El precio del petróleo se disparó hasta alcanzar su nivel más alto en casi un mes, a medida que la amenaza de Donald Trump de aplastar la economía iraní ensombrecía aún más la perspectiva de poner fin a una guerra que ha trastocado los mercados energéticos, informa Bloomberg.
Los futuros del Brent subieron hasta casi los 95 dólares por barril, extendiendo un repunte de dos semanas a casi el 20%, antes de moderar parte de las ganancias. Las medidas que el presidente estadounidense describió como “guerra económica y aislamiento” podrían significar que cualquier país que permita que instituciones financieras, empresas, aeropuertos o entidades gubernamentales ayuden a Irán enfrentaría consecuencias económicas.
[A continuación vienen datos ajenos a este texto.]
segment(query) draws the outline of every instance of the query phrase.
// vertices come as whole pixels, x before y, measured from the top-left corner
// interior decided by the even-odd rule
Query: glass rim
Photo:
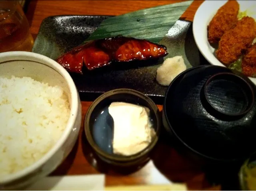
[[[10,6],[9,8],[5,8],[6,9],[8,9],[10,10],[10,14],[8,14],[6,17],[4,17],[2,20],[0,20],[0,24],[4,22],[4,20],[6,19],[11,17],[18,8],[18,6],[21,6],[18,0],[11,0],[11,1],[10,1],[10,0],[1,0],[0,1],[1,2],[1,3],[10,2],[11,1],[13,2],[13,4],[10,4],[10,5],[11,5],[11,6]],[[0,10],[2,8],[0,7]],[[22,10],[22,13],[23,13],[23,10]]]

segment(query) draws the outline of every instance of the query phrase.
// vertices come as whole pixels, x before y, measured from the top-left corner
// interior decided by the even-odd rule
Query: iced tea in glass
[[[30,51],[33,43],[28,22],[18,1],[0,0],[0,52]]]

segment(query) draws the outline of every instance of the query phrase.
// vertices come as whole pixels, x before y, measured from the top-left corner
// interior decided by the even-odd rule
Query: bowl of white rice
[[[31,52],[0,53],[0,189],[53,171],[77,139],[81,107],[68,73]]]

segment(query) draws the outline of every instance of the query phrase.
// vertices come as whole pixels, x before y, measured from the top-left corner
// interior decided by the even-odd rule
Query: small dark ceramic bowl
[[[256,87],[226,67],[192,68],[170,84],[164,126],[177,148],[202,162],[242,162],[256,151]]]
[[[113,152],[114,124],[108,108],[114,102],[138,104],[147,107],[150,110],[150,117],[156,136],[146,148],[138,153],[126,156]],[[160,120],[156,105],[148,97],[132,89],[116,89],[103,94],[90,106],[84,120],[85,132],[89,143],[102,160],[114,165],[135,165],[148,158],[150,151],[158,140],[161,124]]]

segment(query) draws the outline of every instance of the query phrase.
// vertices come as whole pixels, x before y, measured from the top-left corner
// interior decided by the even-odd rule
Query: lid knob
[[[205,109],[216,118],[241,117],[254,102],[251,85],[240,76],[230,73],[212,76],[201,90],[201,100]]]

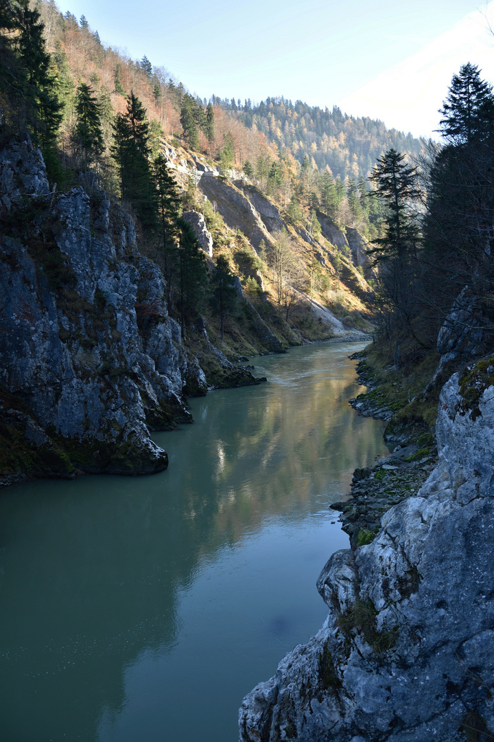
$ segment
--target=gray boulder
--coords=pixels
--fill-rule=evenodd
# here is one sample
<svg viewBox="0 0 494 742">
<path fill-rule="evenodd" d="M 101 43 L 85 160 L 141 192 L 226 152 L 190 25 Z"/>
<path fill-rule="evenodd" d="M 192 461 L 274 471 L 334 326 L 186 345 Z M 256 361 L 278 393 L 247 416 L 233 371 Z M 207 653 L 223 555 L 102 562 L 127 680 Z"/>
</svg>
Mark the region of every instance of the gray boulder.
<svg viewBox="0 0 494 742">
<path fill-rule="evenodd" d="M 207 255 L 213 257 L 213 237 L 206 226 L 204 217 L 198 211 L 185 211 L 184 219 L 193 227 L 197 241 Z"/>
<path fill-rule="evenodd" d="M 494 386 L 483 378 L 474 407 L 458 375 L 444 386 L 439 461 L 416 496 L 372 543 L 330 559 L 318 580 L 327 619 L 244 700 L 241 742 L 491 738 Z"/>
</svg>

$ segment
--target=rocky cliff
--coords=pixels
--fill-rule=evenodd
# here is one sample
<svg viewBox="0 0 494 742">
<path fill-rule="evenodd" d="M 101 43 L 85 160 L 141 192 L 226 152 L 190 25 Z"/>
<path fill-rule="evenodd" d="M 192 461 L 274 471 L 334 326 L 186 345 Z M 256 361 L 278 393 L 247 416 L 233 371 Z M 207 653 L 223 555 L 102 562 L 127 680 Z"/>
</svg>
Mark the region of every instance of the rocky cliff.
<svg viewBox="0 0 494 742">
<path fill-rule="evenodd" d="M 28 139 L 0 152 L 0 479 L 165 468 L 149 430 L 190 420 L 207 379 L 131 219 L 96 184 L 50 193 Z"/>
<path fill-rule="evenodd" d="M 460 742 L 494 732 L 494 365 L 442 390 L 439 460 L 318 580 L 318 634 L 244 699 L 241 742 Z"/>
</svg>

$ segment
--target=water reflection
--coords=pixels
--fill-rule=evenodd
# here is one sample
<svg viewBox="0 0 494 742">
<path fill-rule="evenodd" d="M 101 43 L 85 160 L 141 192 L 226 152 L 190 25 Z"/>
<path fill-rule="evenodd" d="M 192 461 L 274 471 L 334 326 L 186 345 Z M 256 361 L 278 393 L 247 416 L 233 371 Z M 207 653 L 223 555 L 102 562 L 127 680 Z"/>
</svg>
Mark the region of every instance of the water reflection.
<svg viewBox="0 0 494 742">
<path fill-rule="evenodd" d="M 161 474 L 2 493 L 2 739 L 235 738 L 243 693 L 324 615 L 346 543 L 327 503 L 384 450 L 347 404 L 354 349 L 259 359 L 268 384 L 195 400 L 156 436 Z"/>
</svg>

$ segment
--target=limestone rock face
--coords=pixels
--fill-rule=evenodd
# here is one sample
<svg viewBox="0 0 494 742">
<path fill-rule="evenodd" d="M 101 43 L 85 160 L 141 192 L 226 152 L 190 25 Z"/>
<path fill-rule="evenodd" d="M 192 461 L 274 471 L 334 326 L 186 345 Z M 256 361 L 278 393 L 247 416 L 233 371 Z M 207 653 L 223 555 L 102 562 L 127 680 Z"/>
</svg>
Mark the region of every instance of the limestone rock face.
<svg viewBox="0 0 494 742">
<path fill-rule="evenodd" d="M 185 211 L 184 219 L 193 227 L 197 241 L 207 255 L 213 257 L 213 237 L 206 226 L 204 217 L 198 211 Z"/>
<path fill-rule="evenodd" d="M 436 431 L 438 464 L 417 495 L 323 569 L 328 617 L 246 697 L 241 742 L 492 735 L 494 387 L 470 414 L 453 376 Z"/>
<path fill-rule="evenodd" d="M 241 229 L 257 250 L 261 242 L 271 241 L 271 235 L 253 203 L 238 188 L 216 178 L 201 178 L 199 188 L 211 203 L 218 207 L 230 229 Z"/>
<path fill-rule="evenodd" d="M 4 421 L 40 461 L 55 457 L 50 476 L 60 451 L 64 473 L 165 468 L 147 426 L 189 417 L 181 398 L 190 370 L 161 272 L 138 254 L 131 220 L 102 191 L 90 211 L 82 188 L 50 194 L 30 142 L 4 149 L 0 162 Z"/>
</svg>

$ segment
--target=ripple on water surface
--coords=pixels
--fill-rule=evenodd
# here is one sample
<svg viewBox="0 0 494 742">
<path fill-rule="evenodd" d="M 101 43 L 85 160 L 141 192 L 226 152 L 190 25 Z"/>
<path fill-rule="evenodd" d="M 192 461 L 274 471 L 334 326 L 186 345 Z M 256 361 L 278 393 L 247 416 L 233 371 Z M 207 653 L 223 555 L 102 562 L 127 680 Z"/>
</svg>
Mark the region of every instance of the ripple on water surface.
<svg viewBox="0 0 494 742">
<path fill-rule="evenodd" d="M 326 616 L 316 580 L 348 544 L 328 504 L 386 450 L 347 404 L 356 349 L 254 359 L 267 384 L 156 435 L 161 474 L 2 493 L 2 740 L 236 738 L 243 695 Z"/>
</svg>

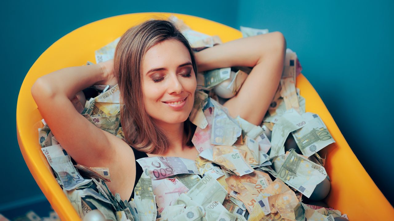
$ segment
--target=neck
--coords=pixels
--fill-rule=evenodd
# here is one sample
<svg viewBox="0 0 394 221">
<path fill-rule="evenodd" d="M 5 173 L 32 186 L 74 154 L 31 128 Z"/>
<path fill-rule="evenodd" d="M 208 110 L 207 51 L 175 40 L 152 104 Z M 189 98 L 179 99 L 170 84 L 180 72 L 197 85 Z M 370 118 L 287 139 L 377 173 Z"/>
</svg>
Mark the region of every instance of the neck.
<svg viewBox="0 0 394 221">
<path fill-rule="evenodd" d="M 179 153 L 186 148 L 184 145 L 184 122 L 177 123 L 158 122 L 157 125 L 162 130 L 168 139 L 168 149 L 165 154 Z"/>
</svg>

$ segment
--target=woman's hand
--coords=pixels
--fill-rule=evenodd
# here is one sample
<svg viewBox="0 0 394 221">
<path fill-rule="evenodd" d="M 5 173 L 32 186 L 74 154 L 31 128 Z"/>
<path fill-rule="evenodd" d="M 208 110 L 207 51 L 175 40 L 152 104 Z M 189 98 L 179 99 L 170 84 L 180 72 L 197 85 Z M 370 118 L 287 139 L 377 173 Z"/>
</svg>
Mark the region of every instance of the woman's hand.
<svg viewBox="0 0 394 221">
<path fill-rule="evenodd" d="M 113 71 L 113 59 L 97 64 L 102 71 L 104 80 L 97 82 L 95 85 L 114 85 L 118 83 Z"/>
</svg>

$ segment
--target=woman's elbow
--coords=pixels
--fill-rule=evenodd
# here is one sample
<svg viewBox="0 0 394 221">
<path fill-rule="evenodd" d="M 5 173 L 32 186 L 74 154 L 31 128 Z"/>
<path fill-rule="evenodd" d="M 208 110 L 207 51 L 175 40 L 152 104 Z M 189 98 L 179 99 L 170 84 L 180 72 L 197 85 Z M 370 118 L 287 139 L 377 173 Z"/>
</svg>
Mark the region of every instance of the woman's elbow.
<svg viewBox="0 0 394 221">
<path fill-rule="evenodd" d="M 32 86 L 30 92 L 36 102 L 40 98 L 48 98 L 54 95 L 54 91 L 50 88 L 50 85 L 42 77 L 35 81 Z"/>
</svg>

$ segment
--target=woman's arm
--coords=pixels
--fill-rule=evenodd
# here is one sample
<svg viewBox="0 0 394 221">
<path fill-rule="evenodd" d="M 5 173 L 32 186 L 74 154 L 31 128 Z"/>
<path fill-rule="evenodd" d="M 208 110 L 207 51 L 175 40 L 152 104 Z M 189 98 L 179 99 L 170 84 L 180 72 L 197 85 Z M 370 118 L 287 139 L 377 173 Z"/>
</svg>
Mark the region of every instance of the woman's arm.
<svg viewBox="0 0 394 221">
<path fill-rule="evenodd" d="M 234 66 L 253 67 L 238 93 L 224 104 L 233 117 L 260 125 L 281 79 L 286 49 L 277 31 L 237 39 L 195 53 L 199 72 Z"/>
<path fill-rule="evenodd" d="M 112 157 L 110 140 L 116 137 L 89 122 L 70 99 L 87 87 L 106 82 L 107 74 L 99 64 L 66 68 L 40 77 L 32 87 L 39 110 L 62 147 L 87 166 Z"/>
</svg>

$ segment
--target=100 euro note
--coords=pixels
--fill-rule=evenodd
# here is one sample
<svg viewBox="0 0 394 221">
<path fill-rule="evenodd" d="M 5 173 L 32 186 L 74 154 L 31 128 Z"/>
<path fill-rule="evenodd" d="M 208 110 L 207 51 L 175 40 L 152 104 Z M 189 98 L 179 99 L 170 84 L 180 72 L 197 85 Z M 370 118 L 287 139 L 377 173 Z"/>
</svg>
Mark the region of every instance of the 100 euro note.
<svg viewBox="0 0 394 221">
<path fill-rule="evenodd" d="M 302 117 L 307 123 L 292 134 L 302 154 L 310 157 L 329 144 L 335 142 L 333 136 L 318 115 L 307 112 Z"/>
<path fill-rule="evenodd" d="M 285 112 L 273 126 L 269 158 L 284 154 L 284 145 L 289 134 L 304 127 L 306 124 L 304 118 L 294 109 L 290 109 Z"/>
<path fill-rule="evenodd" d="M 316 186 L 327 176 L 322 166 L 301 157 L 291 150 L 278 173 L 278 177 L 308 197 Z"/>
<path fill-rule="evenodd" d="M 186 195 L 205 207 L 214 200 L 223 203 L 227 195 L 227 191 L 216 180 L 207 174 L 188 192 Z"/>
<path fill-rule="evenodd" d="M 134 190 L 134 201 L 137 205 L 141 221 L 154 221 L 156 219 L 156 202 L 153 194 L 152 180 L 147 170 L 142 173 Z"/>
</svg>

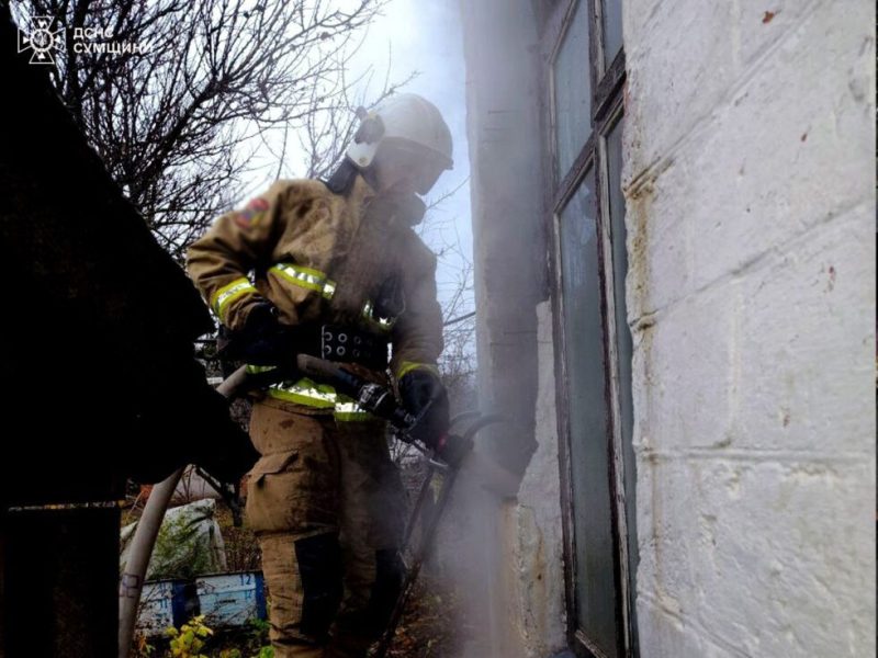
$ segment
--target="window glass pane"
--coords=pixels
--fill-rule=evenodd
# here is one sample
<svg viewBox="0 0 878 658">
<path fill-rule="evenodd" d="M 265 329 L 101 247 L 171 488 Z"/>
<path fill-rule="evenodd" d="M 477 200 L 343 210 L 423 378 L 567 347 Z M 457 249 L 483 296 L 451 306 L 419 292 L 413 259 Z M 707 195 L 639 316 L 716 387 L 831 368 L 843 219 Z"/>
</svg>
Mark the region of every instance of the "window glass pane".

La decisión de aislar a Irán frustró las esperanzas de un acuerdo a corto plazo para reabrir el estrecho de Ormuz, punto estratégico por donde transita aproximadamente una quinta parte del petróleo mundial. Trump ha pasado de prometer una guerra rápida a una estrategia a largo plazo de infligir daño económico que, con el tiempo, obligaría a Teherán a negociar. Irán lleva mucho tiempo sometido a presión económica y sanciones, y no está claro qué nuevo daño podría infligir Estados Unidos que la República Islámica no haya sufrido ya.
Aunque los productores del Golfo Pérsico han logrado hacer pasar discretamente millones de barriles de crudo a través del estrecho de Ormuz en petroleros con los transpondedores apagados, la perspectiva de un conflicto de duración indefinida ha reavivado la subida de los precios y ha impulsado al alza el costo de combustibles como el gasóleo y la gasolina, reavivando el espectro de una inflación impulsada por los precios de la energía.